Auto-build and test TVM CI docker images nightly

Currently we don’t do any sort of automated testing to make sure our Docker images are healthy, so it is not uncommon that the images are sometimes broken and we don’t have visibility of the issues. Only when we decide to update the images, then it causes massive pain (e.g. Rebuild ci-arm, ci-cpu, and ci-gpu container · Issue #8177 · apache/tvm · GitHub).

Rebuilding our Docker images takes at least a couple hours alone. Hence, it is currently impractical to rebuild images for every PR or merge, due to time constraints.

In order to give visibility of issues in our Dockerfiles, I’d like to propose an automated build that can use our existing infrastructure to re-generate the images from scratch, once a day, so that problems can be spotted early, without increasing even more the time we get to validate our PRs. Also the work needed in maintaining the images can be spread in the community.

This proposal can be implemented by two independent Jenkins pipelines. Here is a summary of what they would do:

  1. P1: daily-docker-images-rebuild: fetch the latest Dockerfiles definitions on TVM repository and rebuild the images from scratch. If successful, uploads the images to a “tlcpack-staging” (provisional name) DockerHub account.
  2. P2: daily-docker-image-validate: pulls the latest images from “tlcpack-staging” (provisional name) and runs our existing tests on it, with the latest TVM sources.

As mentioned, the pipelines are independent, and they are not expected to make any changes to our production CI (the images used to run our CI from GitHub Pull requests), without manual intervention.

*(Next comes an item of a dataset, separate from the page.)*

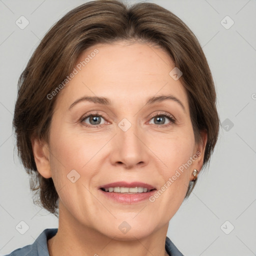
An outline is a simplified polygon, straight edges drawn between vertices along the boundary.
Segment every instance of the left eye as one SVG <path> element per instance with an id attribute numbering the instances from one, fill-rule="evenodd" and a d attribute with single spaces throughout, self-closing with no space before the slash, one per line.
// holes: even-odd
<path id="1" fill-rule="evenodd" d="M 171 117 L 169 116 L 166 114 L 160 114 L 158 116 L 154 116 L 150 120 L 150 124 L 152 124 L 151 120 L 153 120 L 153 122 L 156 122 L 156 124 L 164 124 L 164 125 L 168 125 L 168 124 L 164 124 L 165 121 L 168 120 L 170 122 L 174 122 L 174 120 Z"/>
<path id="2" fill-rule="evenodd" d="M 103 122 L 100 124 L 100 121 L 102 120 L 102 119 L 104 120 L 104 118 L 102 116 L 100 115 L 96 116 L 90 114 L 90 116 L 86 116 L 84 118 L 83 118 L 82 122 L 86 122 L 86 120 L 88 119 L 89 120 L 90 124 L 94 125 L 94 126 L 100 125 L 106 123 L 105 121 Z"/>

Going a bit more in detail on what each pipeline would accomplish:

daily-docker-images-rebuild

  • This pipeline is triggered by a timer, running once a day
  • Fetch the latest TVM sources
  • Uses docker/build.sh to rebuild all images currently used in CI: ci_lint, ci_cpu, ci_gpu, ci_arm, ci_i386, ci_wasm and ci_qemu.
  • Tags images with two tags: latest and a timestamp based tag YYYY-MM-DD-HH-MM-SS-<short_lastest_tvm_git_hash>
  • If successful, uploads them to an account on DockerHub
  • In all cases (success or fail) would send notifications on somewhere visible by the community e.g. Discord channel or mailing lists

daily-docker-image-validate

  • This pipeline is triggered by a successful “daily-docker-images-rebuild”
  • Fetches the latest TVM and run the existing tvm/Jenkinsfile pointing at the images generated by the pipeline above
  • In all cases (success or fail) would send notifications on somewhere visible by the community e.g. Discord channel or mailing lists

Next steps

I have a draft job that implements “daily-docker-images-rebuild”, and I’ll be posting that in the next few days. In the meantime, I’d like to ask for feedback and ideas on how to deal with the issues described here.

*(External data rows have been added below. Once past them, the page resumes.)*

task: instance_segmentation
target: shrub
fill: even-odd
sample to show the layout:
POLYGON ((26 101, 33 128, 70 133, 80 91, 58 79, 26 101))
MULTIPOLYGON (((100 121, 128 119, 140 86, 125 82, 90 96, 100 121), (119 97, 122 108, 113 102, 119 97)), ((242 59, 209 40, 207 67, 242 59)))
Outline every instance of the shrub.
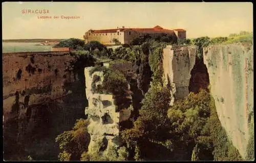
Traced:
POLYGON ((58 156, 60 160, 79 159, 82 152, 88 150, 90 141, 87 132, 89 124, 89 120, 77 120, 73 130, 65 131, 56 137, 62 151, 58 156))

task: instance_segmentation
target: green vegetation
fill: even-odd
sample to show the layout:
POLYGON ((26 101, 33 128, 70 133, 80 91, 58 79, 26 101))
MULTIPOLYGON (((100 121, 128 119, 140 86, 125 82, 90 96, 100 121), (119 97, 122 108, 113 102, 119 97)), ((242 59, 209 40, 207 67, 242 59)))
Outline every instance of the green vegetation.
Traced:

cc @areusch @tqchen @ramana-arm @haichen @jroesch @thierry @Lunderberg @mbrookhart

4 Likes

Thanks @leandron for the proposal! I agree this will be a great help in monitoring the container rebuild process for problems and should reduce the headache typically involved with updating containers.

I think we could prototype this first using [CI] How to run your own TLCPack CI (and: proposing future improvements to https://ci.tlcpack.ai) so we can iterate without impacting CI runtime, and then migrate it to the production TVM CI to run at night when CI load is lessened.

Below I scope out a couple ideas for future work which may help to motivate this project.

Future work: use autobuilt containers for production TVM CI

I think it would be interesting to implement this and then consider only allowing containers built by this process to be promoted to official tlcpack/ci-* containers. It’s likely we would need some additional work over this to provide a flexible enough interface (e.g. build selected containers on-demand, likely gated to committers) to support this workflow. However, the benefit is that all containers would then be built from a known clean revision of TVM, so a reproducible build is more likely to occur.

To be sure, this approach doesn’t provide 100% reproducibility (the container build process contains a bunch of external dependencies e.g. apt packages, LLVM, etc), it ensures those dependencies are documented and provides us a path to collaborate on future movement in that direction, should we so desire.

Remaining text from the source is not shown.